2、アンヘリナさんがやられている隙に逃げる

3、全てを諦めて死を受け入れる


 私だって誇りの一つや二つはあります。2番をやってそのあとおめおめと生きていけるほど落ちたつもりはないのです。そして3番はもう選ばないと決めました。

 ならば。


 私は手近にある瓦礫の中から、一番長くて尖った物を選びます。

「うりゃあああああ」

 それを全力で投擲、ベヒモスの胴体に当たります。ベヒモスの動きが停止、こちらに気付いたようです。

 もう一つ、瓦礫を投げつけます。


 三つ目の瓦礫を持ち上げる前に、ベヒモスが動き始めました。

 ギシギシと床を捻じ切りながら方向転換、人間の物に近い気もする造詣をした顔が私を睨みつけます。

「ひっ!」

 何これ怖い。ただただ巨大な上に、人間っぽいけど何かが決定的に違う感があってすごく怖い。

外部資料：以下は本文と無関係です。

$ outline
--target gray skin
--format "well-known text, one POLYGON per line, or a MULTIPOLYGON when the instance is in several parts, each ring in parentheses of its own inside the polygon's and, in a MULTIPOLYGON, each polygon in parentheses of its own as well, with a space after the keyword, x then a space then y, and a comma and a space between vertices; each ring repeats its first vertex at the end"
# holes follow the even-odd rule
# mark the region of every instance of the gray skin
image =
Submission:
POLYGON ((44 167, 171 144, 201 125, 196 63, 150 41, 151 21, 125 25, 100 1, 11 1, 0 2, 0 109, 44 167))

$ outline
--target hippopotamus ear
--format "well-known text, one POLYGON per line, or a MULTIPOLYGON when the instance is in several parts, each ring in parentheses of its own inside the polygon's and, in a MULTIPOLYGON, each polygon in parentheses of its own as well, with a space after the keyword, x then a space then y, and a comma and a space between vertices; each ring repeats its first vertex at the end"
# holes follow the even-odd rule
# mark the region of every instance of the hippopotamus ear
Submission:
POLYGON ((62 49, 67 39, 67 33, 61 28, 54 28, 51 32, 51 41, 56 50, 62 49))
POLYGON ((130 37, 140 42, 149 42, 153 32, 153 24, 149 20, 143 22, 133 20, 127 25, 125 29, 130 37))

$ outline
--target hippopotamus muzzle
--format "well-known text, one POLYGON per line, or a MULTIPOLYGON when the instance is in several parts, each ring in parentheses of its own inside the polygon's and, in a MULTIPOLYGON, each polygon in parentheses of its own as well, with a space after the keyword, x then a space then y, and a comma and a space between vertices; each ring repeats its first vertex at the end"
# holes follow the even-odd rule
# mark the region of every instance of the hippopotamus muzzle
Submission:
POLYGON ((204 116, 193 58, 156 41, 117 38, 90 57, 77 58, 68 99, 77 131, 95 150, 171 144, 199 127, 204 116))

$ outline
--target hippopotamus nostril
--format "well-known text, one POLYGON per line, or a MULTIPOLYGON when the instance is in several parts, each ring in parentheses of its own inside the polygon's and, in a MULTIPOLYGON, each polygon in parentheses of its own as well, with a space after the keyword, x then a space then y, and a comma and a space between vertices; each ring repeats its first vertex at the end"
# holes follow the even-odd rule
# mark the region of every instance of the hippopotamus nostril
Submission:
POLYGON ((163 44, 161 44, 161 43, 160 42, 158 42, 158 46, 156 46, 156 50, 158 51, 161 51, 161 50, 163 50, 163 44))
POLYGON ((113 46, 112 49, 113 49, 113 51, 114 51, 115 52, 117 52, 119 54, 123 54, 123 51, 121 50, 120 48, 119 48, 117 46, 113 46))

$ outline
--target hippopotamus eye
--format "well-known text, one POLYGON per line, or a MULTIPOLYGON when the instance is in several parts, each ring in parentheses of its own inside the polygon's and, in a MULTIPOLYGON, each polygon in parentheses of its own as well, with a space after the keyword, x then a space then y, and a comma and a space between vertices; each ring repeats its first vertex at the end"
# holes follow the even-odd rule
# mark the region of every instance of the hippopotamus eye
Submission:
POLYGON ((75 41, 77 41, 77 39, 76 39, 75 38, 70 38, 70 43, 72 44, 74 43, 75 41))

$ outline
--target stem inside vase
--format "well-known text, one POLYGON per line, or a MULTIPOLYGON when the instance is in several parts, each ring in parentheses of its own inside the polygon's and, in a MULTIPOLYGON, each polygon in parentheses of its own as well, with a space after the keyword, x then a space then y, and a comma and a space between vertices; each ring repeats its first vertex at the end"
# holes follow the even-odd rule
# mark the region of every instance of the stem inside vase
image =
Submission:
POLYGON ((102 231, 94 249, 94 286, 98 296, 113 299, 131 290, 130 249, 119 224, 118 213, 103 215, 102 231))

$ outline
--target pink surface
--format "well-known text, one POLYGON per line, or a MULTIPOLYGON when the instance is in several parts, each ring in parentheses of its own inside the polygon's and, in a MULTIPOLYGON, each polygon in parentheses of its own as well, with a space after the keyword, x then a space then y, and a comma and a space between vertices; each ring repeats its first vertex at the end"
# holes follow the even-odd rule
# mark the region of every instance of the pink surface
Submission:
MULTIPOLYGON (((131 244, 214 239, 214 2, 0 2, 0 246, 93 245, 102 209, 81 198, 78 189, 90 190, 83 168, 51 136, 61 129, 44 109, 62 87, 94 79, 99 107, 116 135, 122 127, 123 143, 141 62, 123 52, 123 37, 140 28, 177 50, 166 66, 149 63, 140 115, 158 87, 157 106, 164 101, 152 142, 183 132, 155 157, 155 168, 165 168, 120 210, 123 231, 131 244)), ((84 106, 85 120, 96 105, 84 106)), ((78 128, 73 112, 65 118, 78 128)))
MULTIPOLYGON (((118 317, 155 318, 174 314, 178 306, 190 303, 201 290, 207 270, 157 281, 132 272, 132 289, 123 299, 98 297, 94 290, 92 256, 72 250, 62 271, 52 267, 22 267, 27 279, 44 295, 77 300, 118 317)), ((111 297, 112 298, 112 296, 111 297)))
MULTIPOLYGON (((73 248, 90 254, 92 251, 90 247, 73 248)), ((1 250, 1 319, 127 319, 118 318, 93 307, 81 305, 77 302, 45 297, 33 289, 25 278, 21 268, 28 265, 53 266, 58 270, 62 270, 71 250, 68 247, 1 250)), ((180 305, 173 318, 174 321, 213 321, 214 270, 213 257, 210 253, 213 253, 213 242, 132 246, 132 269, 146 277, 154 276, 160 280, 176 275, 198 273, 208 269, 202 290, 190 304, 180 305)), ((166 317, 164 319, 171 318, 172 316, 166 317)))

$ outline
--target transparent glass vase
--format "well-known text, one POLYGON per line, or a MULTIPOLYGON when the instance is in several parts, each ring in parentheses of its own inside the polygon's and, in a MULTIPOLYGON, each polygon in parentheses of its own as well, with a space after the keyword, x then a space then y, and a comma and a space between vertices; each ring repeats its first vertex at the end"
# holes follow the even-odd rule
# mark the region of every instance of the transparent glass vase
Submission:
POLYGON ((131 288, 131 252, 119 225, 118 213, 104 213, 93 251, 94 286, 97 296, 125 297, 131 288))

 よく考えると、私がベヒモスにターゲットされるのはこれが始めてかもしれません。


 けれど怯えているわけには行かないのです。

 アンヘリナさんは気絶しているだけのはず。私が数分も時間を稼げば目を覚ますでしょう。全てはそれからです。

 さあ、来なさい!


『ギイイイイイイッ』

 ベヒモスの背中から打ち上げられる無数の光球。それらがビームとなり、私めがけて降り注ぎます。

「うわ、うわ、うわ、うわ?」

 私にできるのは逃げ回る事だけ。整地したくなるほど歩きにくい室内を必死に走り回って逃げます。


 一分もしないうちに、疲労で足が言う事を聞かなくなり、派手に転んでしまいました。

 起き上がろうと手を突いたら、そこが陥没して腕が嵌ってしまいます。

 ……まずい。


 ビームの雨がやんで、ベヒモスがノソノソと近づいてきます。

 殴って確実にトドメを刺したいのか、あるいは私を捕食する気なのでしょう。

 ああ、ここまでのようですね。


 ゴン、ゴン、ゴン、ゴン


 目を閉じると、何かリズムを刻むような音が脳を揺らします。

 私の鼓動でしょうか? いいえ、何か天井の方から聞こえるような気がするのです。


 ゴン、ゴン、ゴン、バキッ


 何かが貫かれるような音がしたと思った次の瞬間、天井が決壊しました。天井の中央に大穴が開いて、今までに降り注いだ分を数倍は上回る瓦礫が崩れ落ちてきたのです。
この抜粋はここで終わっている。